PSO Levy: wind energy prevents consumers from seeing a large reduction in energy bills this winter

Increases in wind capacity and lower wholesale prices have shoved PSO Levy back up close to last year's levels.

On Friday, the proposed 2015/16 PSO Levy paper was published. In January, this blog predicted that the PSO would have to rise this year, due to lower gas prices and this has come to fruition :

Lower wholesale prices. The benchmark price, which is the estimated wholesale System Marginal Price (SMP) in SEM for the 2015/16 levy period, is €53.52/MWh, down approximately 6% on the €57.17/MWh used to determine the levy for the current PSO period. A lower wholesale price for next year results in the PSO plant needing more PSO money to cover their allowed costs, to offset the lower money they are predicted to receive from the market. This applies across-the-board for renewables, peat and security of supply plants supported by the PSO. The lower estimated wholesale price for next year is reflective of a trend in the SEM since the first half of 2014 of lower spot prices, related to lower gas prices;

We have also added more wind which needs to be funded through the PSO. The cost of supporting renewables, mostly wind, has risen from €94 million to €174 million :

More renewables. An estimated 2,080 MW of renewable generation, mostly wind,will be supported by the PSO next year. This is 206 MW, or 11%, more than the 1,874 MW supported in the current PSO period, hence driving-up the levy

Last year, wind received supports of € 313,260 per MW from the PSO¹. This year it has gone up to
€ 386,400 per MW due to the lower gas prices², a 23% increase.  Absolute madness - when the price of fuels go down, consumers have to pay more. 

However, due to reductions elsewhere we are not seeing the full impact of these increases this year. This should begin to bite next year. For this year, the PSO Levy has actually gone down by 9% due to the "security of supply" gas plants having their support cut by € 68.5 million and other reductions (including Cfds, R-Factors, admin and inflation) of € 41 million.
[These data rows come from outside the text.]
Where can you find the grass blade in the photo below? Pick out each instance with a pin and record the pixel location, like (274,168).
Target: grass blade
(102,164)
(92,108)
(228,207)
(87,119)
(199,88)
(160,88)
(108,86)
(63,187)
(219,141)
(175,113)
The chart below shows where the PSO Levy has gone in the past few years :

We can see that for the first time renewables, mostly wind, has overtaken peat and is now the largest recipient of the PSO Levy - 57% of the levy is going to renewables for the year 2015/16.

So if wind is receiving € 386,000 per MW this year from the PSO, what will future PSO increases look like ? The IWEA announced yesterday that circa 250MW of wind would have to be added each year by 2020. So that means that the PSO Levy will have to be increased by € 96.5 million per year for the next four years. That's a total increase of € 386 million - well over double the proposed PSO Levy for this year of € 304 million.  Thats a lot of money to spend on infrastructure that cannot replace a single traditional power plant in the country and requires large scale grid upgrades. Contrast this with subsidizing biomass which can replace the existing coal power station at Moneypoint and does not require additional grid infrastructure.

We are often told that we are small island, last on the gas pipelines, and therefore cannot expect low electricity prices. But back in the 90s, we had lower energy prices that the UK. The fact is that it is the Irish government who keep electricity prices high, not the Norwegians or the English.

Responses to the PSO Proposal Paper can be sent to jlynch@cer.ie by 3rd July 2015.

¹ 138MW of new wind generation required € 43.23 million (94.3 less 51.07) from PSO last year. So    € 43.23m / 138MW = €313,260 per MW

² 206MW of new wind generation required € 79.6 million (173.9 less 94.3) from PSO this year. So    € 79.6m / 206MW = €386,400 per MW

1 comment:

  1. The PSO charges and REFIT rebates are a simple wealth redistribution mechanism to which the public remains oblivious. The blog above illustrates this to perfection.